At least in Australia, then, the industry's decision to counteract the growing trend of market globalisation that has led to consumers' increased use of international mail-order services, particularly with the help of computerised shopping on the Internet's World Wide Web, may come back to haunt it. Should DVD in Australia turn out to be a digital video dud in the next few years, in fact, distributors may want to seriously rethink their positioning of the country in region four, moving it instead to the better-suited, larger-market regions one or two.

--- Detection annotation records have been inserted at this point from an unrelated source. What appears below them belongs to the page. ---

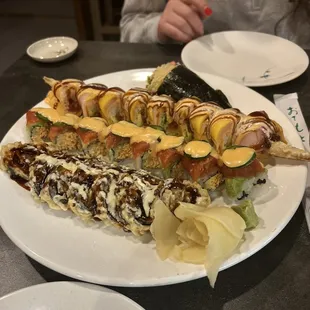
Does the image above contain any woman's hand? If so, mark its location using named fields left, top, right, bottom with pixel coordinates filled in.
left=158, top=0, right=206, bottom=43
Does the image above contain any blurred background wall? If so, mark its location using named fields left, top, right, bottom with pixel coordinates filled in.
left=0, top=0, right=126, bottom=74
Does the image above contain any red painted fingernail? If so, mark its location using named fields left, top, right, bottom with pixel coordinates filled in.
left=205, top=7, right=213, bottom=16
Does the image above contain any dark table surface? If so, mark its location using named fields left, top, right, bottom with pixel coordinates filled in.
left=0, top=42, right=310, bottom=310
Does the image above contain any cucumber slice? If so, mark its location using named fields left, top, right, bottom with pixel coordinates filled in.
left=184, top=141, right=212, bottom=159
left=221, top=147, right=256, bottom=168
left=36, top=112, right=51, bottom=122
left=53, top=122, right=70, bottom=127
left=231, top=200, right=259, bottom=230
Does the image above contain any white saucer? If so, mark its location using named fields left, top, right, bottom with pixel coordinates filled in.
left=27, top=37, right=78, bottom=62
left=182, top=31, right=309, bottom=86
left=0, top=282, right=143, bottom=310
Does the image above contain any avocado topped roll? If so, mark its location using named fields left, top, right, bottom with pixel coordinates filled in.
left=76, top=83, right=108, bottom=117
left=76, top=117, right=106, bottom=157
left=147, top=95, right=175, bottom=132
left=147, top=61, right=231, bottom=109
left=48, top=114, right=80, bottom=151
left=100, top=121, right=143, bottom=162
left=220, top=146, right=267, bottom=200
left=123, top=88, right=151, bottom=127
left=181, top=141, right=222, bottom=190
left=155, top=135, right=184, bottom=178
left=130, top=127, right=165, bottom=170
left=208, top=108, right=242, bottom=154
left=43, top=77, right=84, bottom=116
left=189, top=102, right=222, bottom=141
left=26, top=108, right=59, bottom=144
left=173, top=98, right=200, bottom=141
left=98, top=87, right=124, bottom=125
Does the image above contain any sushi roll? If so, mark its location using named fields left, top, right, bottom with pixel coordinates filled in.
left=147, top=95, right=175, bottom=134
left=189, top=102, right=222, bottom=141
left=43, top=77, right=84, bottom=116
left=147, top=62, right=231, bottom=109
left=153, top=135, right=184, bottom=179
left=76, top=117, right=107, bottom=157
left=100, top=121, right=143, bottom=162
left=48, top=113, right=80, bottom=151
left=76, top=83, right=108, bottom=117
left=1, top=143, right=210, bottom=236
left=173, top=98, right=200, bottom=141
left=233, top=111, right=287, bottom=152
left=98, top=87, right=124, bottom=125
left=0, top=142, right=48, bottom=183
left=123, top=88, right=151, bottom=126
left=220, top=147, right=267, bottom=201
left=207, top=108, right=242, bottom=154
left=181, top=141, right=222, bottom=190
left=130, top=127, right=165, bottom=171
left=26, top=108, right=59, bottom=144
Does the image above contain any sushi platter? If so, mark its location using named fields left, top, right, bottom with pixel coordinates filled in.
left=0, top=62, right=310, bottom=286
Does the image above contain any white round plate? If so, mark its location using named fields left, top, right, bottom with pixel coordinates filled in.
left=27, top=37, right=78, bottom=62
left=182, top=31, right=309, bottom=86
left=0, top=282, right=143, bottom=310
left=0, top=69, right=307, bottom=286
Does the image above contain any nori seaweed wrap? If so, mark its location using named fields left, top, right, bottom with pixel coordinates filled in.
left=147, top=62, right=231, bottom=109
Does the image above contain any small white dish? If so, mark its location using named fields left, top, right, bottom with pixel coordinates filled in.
left=181, top=31, right=309, bottom=87
left=27, top=37, right=78, bottom=62
left=0, top=282, right=143, bottom=310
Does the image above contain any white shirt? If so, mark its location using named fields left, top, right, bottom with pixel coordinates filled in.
left=120, top=0, right=310, bottom=49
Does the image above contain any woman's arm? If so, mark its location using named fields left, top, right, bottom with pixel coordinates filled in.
left=120, top=0, right=166, bottom=43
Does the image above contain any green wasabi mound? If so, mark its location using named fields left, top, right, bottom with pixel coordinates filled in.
left=231, top=200, right=259, bottom=230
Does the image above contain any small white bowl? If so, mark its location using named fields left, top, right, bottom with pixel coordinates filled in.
left=27, top=37, right=78, bottom=62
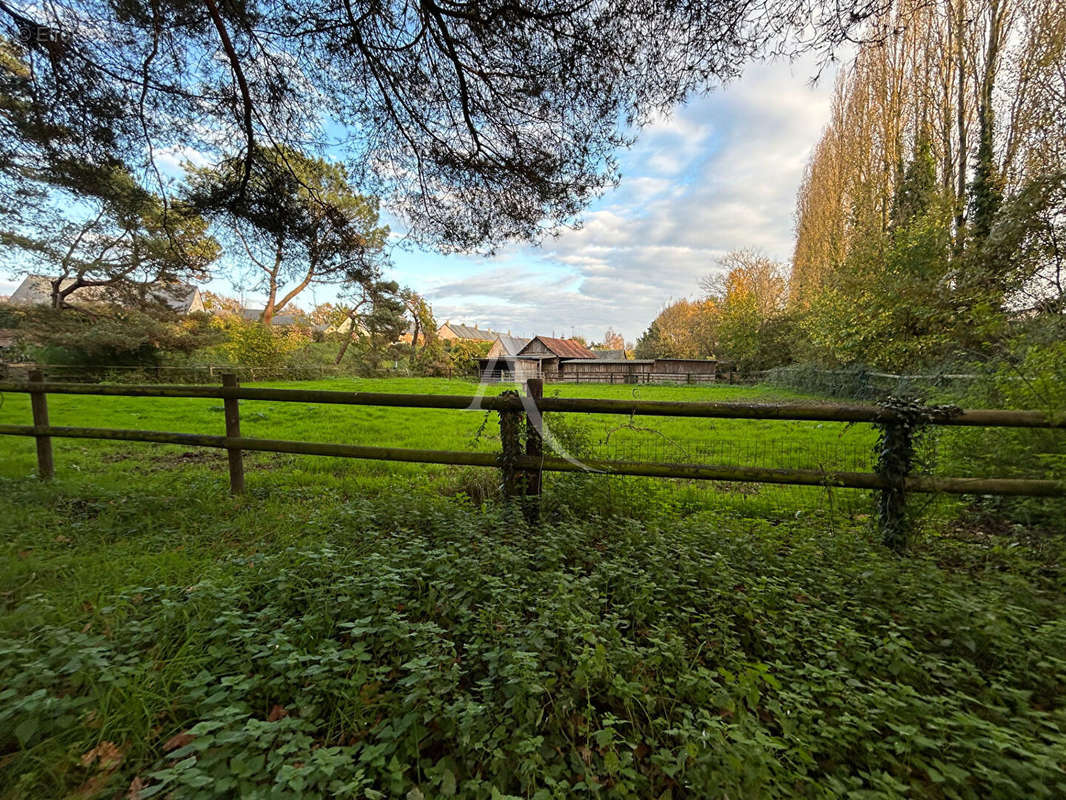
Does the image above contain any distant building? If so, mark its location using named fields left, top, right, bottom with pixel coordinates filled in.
left=480, top=336, right=717, bottom=383
left=437, top=322, right=500, bottom=341
left=486, top=334, right=530, bottom=358
left=7, top=275, right=204, bottom=314
left=241, top=308, right=307, bottom=333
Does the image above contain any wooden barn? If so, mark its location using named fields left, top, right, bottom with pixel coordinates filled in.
left=480, top=336, right=717, bottom=383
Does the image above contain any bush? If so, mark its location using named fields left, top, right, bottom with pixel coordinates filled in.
left=938, top=341, right=1066, bottom=530
left=205, top=315, right=311, bottom=367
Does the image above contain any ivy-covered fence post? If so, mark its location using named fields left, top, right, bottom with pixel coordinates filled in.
left=875, top=397, right=960, bottom=553
left=500, top=389, right=522, bottom=499
left=876, top=413, right=915, bottom=553
left=522, top=378, right=544, bottom=525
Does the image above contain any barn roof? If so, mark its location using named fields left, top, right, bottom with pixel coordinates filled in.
left=445, top=322, right=500, bottom=341
left=526, top=336, right=596, bottom=358
left=496, top=334, right=530, bottom=355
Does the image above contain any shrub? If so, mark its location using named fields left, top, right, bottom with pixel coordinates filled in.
left=939, top=341, right=1066, bottom=530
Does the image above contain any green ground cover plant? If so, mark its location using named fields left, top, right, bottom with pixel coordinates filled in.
left=0, top=479, right=1066, bottom=798
left=0, top=379, right=1066, bottom=800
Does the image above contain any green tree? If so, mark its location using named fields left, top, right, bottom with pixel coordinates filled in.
left=0, top=166, right=220, bottom=309
left=189, top=147, right=389, bottom=325
left=0, top=0, right=872, bottom=250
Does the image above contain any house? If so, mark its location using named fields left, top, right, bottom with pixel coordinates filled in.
left=241, top=308, right=307, bottom=333
left=437, top=322, right=499, bottom=341
left=9, top=275, right=204, bottom=314
left=479, top=334, right=530, bottom=381
left=486, top=334, right=530, bottom=358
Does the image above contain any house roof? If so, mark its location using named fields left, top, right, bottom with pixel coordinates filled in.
left=241, top=308, right=305, bottom=325
left=441, top=322, right=500, bottom=341
left=9, top=275, right=199, bottom=311
left=496, top=334, right=530, bottom=355
left=523, top=336, right=596, bottom=358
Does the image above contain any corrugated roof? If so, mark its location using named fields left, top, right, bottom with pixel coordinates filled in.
left=531, top=336, right=596, bottom=358
left=496, top=334, right=530, bottom=355
left=445, top=322, right=500, bottom=341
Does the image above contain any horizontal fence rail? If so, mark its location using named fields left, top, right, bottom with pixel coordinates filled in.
left=0, top=373, right=1066, bottom=546
left=0, top=381, right=1066, bottom=429
left=0, top=425, right=1066, bottom=497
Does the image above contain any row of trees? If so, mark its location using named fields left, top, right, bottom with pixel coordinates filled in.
left=639, top=0, right=1066, bottom=371
left=790, top=0, right=1066, bottom=369
left=635, top=251, right=794, bottom=370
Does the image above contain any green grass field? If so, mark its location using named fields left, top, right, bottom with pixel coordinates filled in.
left=0, top=379, right=874, bottom=516
left=0, top=379, right=1066, bottom=800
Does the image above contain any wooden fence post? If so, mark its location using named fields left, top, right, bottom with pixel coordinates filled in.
left=874, top=416, right=917, bottom=553
left=222, top=372, right=244, bottom=495
left=526, top=378, right=544, bottom=525
left=30, top=369, right=55, bottom=481
left=499, top=389, right=522, bottom=499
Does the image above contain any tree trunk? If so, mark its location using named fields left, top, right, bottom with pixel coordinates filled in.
left=334, top=317, right=355, bottom=366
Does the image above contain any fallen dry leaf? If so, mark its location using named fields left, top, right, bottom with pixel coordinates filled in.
left=126, top=777, right=144, bottom=800
left=81, top=741, right=123, bottom=771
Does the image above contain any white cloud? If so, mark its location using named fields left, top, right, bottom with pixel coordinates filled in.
left=411, top=55, right=833, bottom=340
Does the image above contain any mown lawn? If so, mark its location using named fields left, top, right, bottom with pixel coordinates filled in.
left=0, top=381, right=1066, bottom=800
left=0, top=379, right=875, bottom=508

In any event, the continuing convergence of home entertainment and computer technology also offers some hope for Australian movie fans: the regional division makes much less sense in DVD-ROM drives for computers (which will also play movie DVDs), since the software market is a global one, and so those drives are more likely to offer ways of overriding regional coding -- as the computer becomes the central element in the home entertainment system, then, it may remove the regional barriers which the movie industry has imposed on us.